United States Congress
- Enacted by: House of Representatives
- Enacted by: Senate

Legislative history

First chamber: House of Representatives
- Bill title: H.R. 4098
- Introduced by: Representative Edolphus Towns (D-NY10)
- Introduced: November 17, 2009, 111th United States Congress
- Committee report: H. Report 111-431

Related legislation
- S. 3484

= Secure Federal File Sharing Act =

2009 United States proposed legislation

The Secure Federal File Sharing Act, also known as H.R. 4098, was a bill that has been under review by the United States Senate since March 25, 2010. The legislation originated in the U.S. House of Representatives on November 17, 2009, as a part of the 111th Congress. The bill sought to impose additional restrictions and requirements regarding the use of peer-to-peer filesharing by employees of and contractors to the United States government.

The bill passed in the House of Representatives by a roll call vote on March 24, 2010, and has been referred to the Committee on Homeland Security and Governmental Affairs. It was not approved by the Senate and died with the sine die adjournment of the 111th Congress.

==Purpose and description==
The Secure Federal File Sharing Act was proposed in response to leaks of highly sensitive United States government information (which includes a list of ongoing House Ethics Committee investigation, information about U.S. military programs and troops, and wiring schematics for a Marine One helicopter) found on various filesharing programs in early 2009.

The proposed act sought to limit the use of open-network peer-to-peer filesharing by government employees and contractors by official permission. Restrictions would not only apply to federal computer systems and networks but also to home and personal computers of employees. Under the Act, the heads or chief information officers of agencies must request and receive permission before employees can use specific peer-to-peer filesharing programs for job-related tasks.

The proposed Secure Federal File Sharing Act sought to establish a policy that would require, within 180 days of its enactment, the Director of the Office of Management and Budget must update agency policies to comply with the act (which includes the implementation of security controls to prevent, detect, and remove file sharing software from federal computers, systems, and networks within this time frame). Additionally, the act would require the Director to give annual reports on agencies that use filesharing programs and the justification for each use.
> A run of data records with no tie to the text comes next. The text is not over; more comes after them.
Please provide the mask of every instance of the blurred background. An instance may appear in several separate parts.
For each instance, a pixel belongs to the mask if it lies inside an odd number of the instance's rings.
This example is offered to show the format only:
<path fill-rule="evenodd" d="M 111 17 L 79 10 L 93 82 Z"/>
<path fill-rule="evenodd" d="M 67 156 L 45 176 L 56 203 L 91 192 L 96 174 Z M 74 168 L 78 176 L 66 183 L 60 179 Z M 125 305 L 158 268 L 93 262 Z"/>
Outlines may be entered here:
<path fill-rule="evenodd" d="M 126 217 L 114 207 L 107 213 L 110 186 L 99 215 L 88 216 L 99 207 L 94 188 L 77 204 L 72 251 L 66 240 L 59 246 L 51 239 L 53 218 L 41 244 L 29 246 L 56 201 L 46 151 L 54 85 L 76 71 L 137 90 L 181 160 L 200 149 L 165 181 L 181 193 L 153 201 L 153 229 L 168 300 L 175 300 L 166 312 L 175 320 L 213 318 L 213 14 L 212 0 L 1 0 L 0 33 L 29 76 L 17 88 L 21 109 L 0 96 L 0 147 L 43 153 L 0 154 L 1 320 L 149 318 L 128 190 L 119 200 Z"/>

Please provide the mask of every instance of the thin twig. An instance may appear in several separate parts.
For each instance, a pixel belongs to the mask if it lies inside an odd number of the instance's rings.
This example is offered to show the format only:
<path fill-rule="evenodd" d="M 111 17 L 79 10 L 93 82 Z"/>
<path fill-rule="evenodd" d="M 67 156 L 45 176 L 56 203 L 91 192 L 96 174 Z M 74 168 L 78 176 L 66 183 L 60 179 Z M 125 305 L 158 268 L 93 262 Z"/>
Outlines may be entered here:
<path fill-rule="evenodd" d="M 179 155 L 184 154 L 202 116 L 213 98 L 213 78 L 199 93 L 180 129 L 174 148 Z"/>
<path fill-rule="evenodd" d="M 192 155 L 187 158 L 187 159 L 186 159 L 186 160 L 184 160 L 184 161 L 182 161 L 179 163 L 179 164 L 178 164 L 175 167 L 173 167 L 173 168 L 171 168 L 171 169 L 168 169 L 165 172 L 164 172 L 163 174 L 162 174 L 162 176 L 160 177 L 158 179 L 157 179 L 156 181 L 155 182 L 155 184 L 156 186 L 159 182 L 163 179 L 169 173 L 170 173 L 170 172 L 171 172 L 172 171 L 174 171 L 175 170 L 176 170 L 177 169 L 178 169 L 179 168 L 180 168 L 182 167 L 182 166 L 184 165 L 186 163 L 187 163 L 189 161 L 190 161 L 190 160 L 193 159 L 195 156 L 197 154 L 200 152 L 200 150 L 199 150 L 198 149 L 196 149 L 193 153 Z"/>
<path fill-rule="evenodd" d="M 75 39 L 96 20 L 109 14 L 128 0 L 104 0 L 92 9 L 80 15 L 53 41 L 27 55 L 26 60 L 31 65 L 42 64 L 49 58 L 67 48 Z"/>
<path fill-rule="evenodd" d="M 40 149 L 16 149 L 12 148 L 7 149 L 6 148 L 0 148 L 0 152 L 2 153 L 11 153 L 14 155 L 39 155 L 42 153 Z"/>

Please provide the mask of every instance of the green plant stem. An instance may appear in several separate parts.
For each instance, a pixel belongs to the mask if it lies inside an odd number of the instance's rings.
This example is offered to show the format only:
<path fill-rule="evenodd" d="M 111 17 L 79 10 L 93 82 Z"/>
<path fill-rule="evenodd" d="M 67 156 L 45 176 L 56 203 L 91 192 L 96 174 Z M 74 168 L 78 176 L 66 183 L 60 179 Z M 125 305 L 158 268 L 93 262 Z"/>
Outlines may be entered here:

The Congressional Budget Office estimated that the administration of the law will cost a total of $10 million dollars over the 2011–2014 U.S. fiscal years, or $0.09 per American citizen over this three-year period.

==Process==

Introduced in the House by Representative Edolphus Towns (D-NY10) on November 17, 2009, as H.R. 4098, the Secure Federal File Sharing Act was referred to the House Committee on Oversight and Government Reform and placed on the Union Calendar on March 11, 2010. On March 23, 2010, Representative Towns moved to suspend the rules and pass the bill by a roll call vote (House Vote #183 in 2010), which occurred following forty minutes of debate. The results of the vote yielded 408 Ayes, 13 Nays, and 8 Present/Not Voting.

The bill was introduced into the Senate on March 25, 2010, and referred to that chamber's Committee on Homeland Security and Governmental Affairs. On June 14, 2010, Senator Claire McCaskill (D-MO) introduced a companion bill, S.3484, to H.R. 4098. This bill was read and referred to the Senate Committee on Homeland Security and Governmental Affairs.

==File sharing report; criticism==
On May 10, 2010, MeriTalk, a U.S. government IT network, released a report on federal file sharing in which 200 federal government employees and security officials were interviewed to understand their file transfer practices. Of those interviewed, 58 percent were aware of their agency's policies for secure file transferring, and 43 percent reported that they consistently followed the file sharing policies. Furthermore, 71 percent said they were concerned with the current security of federal file transfers, yet 54 percent admitted to not monitoring their own file transfer protocol. The majority of these federal personnel also admitted to using insecure methods for transferring files between agencies and within the agencies themselves: 66 percent used physical media like USB flash drives, 60 percent used FTP, and 52 percent used personal email accounts like Gmail or Yahoo. The report recommended that organizations should develop and enforce government-wide standards and educate management and users. Only a small portion of the information the government transfers is classified; however, much of it is sensitive because it can contain private information about the public such as medical records and social security numbers.

The Electronic Frontier Foundation stated, prior to the introduction of this bill, that a government-wide restriction on peer-to-peer file sharing would limit the government's ability to take advantage of potentially useful file-sharing software. To support its opinion that peer-to-peer filesharing can be useful, the foundation offered as examples licensed music services and video gaming companies, which use peer-to-peer tools.